The $50/month Team tier adds cloud hosting and shared configs, which is where most small teams will land. Honest tradeoff: non-technical stakeholders will need someone to translate the results for them. But for the engineers actually building LLM products, this feels built by people who'd use it themselves.
The visual results UI and side-by-side model comparison show care, but a CLI-primary workflow means polish lives where designers rarely look.
80+ plugins and coverage of BOLA, BFLA, ASCII smuggling, and multi-turn escalation means serious depth, but discoverable depth takes time to find.
Web platform exists, but this is a CLI and pipeline tool — nobody's running red team probes from their phone, and the product doesn't pretend otherwise.
YAML-based config is familiar to developers, and docs are confirmed present, but non-engineers will hit a wall fast.
CI/CD-native architecture and self-hostable MIT-licensed core suggest a team that treats reliability as table stakes, not a feature.

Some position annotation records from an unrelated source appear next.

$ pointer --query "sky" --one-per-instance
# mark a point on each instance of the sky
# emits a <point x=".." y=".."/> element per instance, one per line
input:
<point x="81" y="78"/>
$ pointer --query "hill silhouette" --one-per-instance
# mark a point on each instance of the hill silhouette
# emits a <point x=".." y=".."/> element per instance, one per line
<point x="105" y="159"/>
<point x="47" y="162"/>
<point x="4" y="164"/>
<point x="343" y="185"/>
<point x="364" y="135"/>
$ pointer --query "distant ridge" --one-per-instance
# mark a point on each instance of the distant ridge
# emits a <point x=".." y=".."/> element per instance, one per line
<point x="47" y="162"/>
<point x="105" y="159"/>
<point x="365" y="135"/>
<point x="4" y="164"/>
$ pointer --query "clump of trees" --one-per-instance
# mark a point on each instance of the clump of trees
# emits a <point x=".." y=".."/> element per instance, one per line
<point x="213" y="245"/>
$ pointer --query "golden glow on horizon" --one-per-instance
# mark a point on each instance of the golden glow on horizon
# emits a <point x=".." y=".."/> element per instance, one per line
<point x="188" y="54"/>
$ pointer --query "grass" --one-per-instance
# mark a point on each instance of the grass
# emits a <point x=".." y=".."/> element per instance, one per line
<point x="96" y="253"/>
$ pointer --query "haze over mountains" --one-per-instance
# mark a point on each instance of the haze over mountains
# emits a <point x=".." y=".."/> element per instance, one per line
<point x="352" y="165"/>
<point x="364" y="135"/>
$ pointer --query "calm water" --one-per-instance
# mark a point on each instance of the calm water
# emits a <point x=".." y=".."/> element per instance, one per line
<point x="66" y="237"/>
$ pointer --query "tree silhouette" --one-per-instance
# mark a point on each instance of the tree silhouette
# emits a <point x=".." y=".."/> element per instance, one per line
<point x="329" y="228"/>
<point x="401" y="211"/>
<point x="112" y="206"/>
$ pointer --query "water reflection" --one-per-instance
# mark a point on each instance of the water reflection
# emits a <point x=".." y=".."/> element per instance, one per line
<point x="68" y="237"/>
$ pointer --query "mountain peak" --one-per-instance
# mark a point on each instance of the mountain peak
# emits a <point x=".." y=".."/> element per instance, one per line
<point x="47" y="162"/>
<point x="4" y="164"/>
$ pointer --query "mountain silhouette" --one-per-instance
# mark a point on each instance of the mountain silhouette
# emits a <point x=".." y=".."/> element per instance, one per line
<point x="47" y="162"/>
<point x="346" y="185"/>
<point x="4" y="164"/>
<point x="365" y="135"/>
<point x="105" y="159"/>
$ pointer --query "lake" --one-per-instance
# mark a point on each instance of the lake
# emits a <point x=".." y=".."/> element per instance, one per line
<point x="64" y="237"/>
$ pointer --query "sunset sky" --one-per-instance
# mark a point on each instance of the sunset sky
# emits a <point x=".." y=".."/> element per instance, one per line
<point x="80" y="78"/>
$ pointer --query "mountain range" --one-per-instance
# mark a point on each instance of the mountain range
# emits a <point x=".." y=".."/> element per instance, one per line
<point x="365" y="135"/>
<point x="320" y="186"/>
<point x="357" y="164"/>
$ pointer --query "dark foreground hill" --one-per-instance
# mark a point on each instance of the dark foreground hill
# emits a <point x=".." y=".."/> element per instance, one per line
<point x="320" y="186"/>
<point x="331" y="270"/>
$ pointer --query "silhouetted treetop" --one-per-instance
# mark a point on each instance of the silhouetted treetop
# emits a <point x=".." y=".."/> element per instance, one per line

Developer and security teams actively shipping LLM-powered products who need real red teaming baked into their build pipeline.
Your team expects a no-code, polished SaaS interface where anyone can run tests without touching a config file.
Acquired by OpenAI in March 2026 — that's a green flag and a question mark simultaneously.
“Promptfoo is the most serious open-source LLM red-teaming tool in the category, with 80+ attack plugins, 60+ providers, and 300,000 developers already on it. The OpenAI acquisition changes the calculus — could accelerate it, could absorb and sunset it.”
Three observations upfront. One: 156 Fortune 500 companies is the kind of claim that usually precedes a pivot. Two: the MIT-licensed core is genuinely portable — if this goes sideways, you revert to self-hosted with no migration tax. Three: 10,000 red-team probes free per month is a real number, not a trial crumb.
The red team module covering OWASP LLM Top 10, MITRE ATLAS, and HIPAA compliance in one framework is differentiated. LangSmith and Braintrust don't touch security depth at this level. The tradeoff: enterprise pricing is opaque, and post-acquisition roadmap is anyone's guess.
Honest take: came in skeptical, leaving hedged-positive. The open-source exit is clean. The acquisition is the only real unknown.
80+ red-team plugins covering BOLA, BFLA, and MITRE ATLAS goes well beyond what LangSmith or Braintrust offer — security depth is a real gap filled, not a copycat feature list.
MIT license, self-hostable CLI, YAML-based config, and no proprietary data lock-in mean migration off is as clean as any tool in this category.
OpenAI acquisition in March 2026 is either the best or worst thing that happened to this product — no public post-acquisition roadmap signals yet make this a watch item.
'300,000+ developers' and Fortune 500 count are bold claims, but the MIT open-source license and public docs make them at least auditable — no obvious inflation in feature descriptions.
Open-source-first security tooling with CI/CD depth matches patterns from survivors like Snyk, not the category graveyard — 60+ provider integrations suggest real shipping cadence.
AI engineers and security teams who need serious LLM red-teaming in CI and want a self-hostable fallback if the vendor story changes.
You need a contractual enterprise SLA today and can't tolerate acquisition-phase roadmap ambiguity.
Common questions answered by our AI research team
Promptfoo integrates with GitHub, GitLab, and Jenkins, among other CI/CD platforms.
The red teaming module covers 50+ vulnerability types, including prompt injection, PII leakage, jailbreaks, and OWASP LLM Top 10 risks.
Yes, Promptfoo supports on-premise deployment alongside cloud options.
Promptfoo supports OpenAI, Anthropic, AWS Bedrock, and dozens more LLM providers.
Yes, an open-source version is available, used by 300,000+ developers with zero vendor lock-in.
Company
PromptfooFounded
2024Pricing
From $50/moFree Plan
AvailablePromptfoo is an open-source platform for testing, evaluating, and red-teaming large language models and AI applications, used to identify vulnerabilities before production deployment.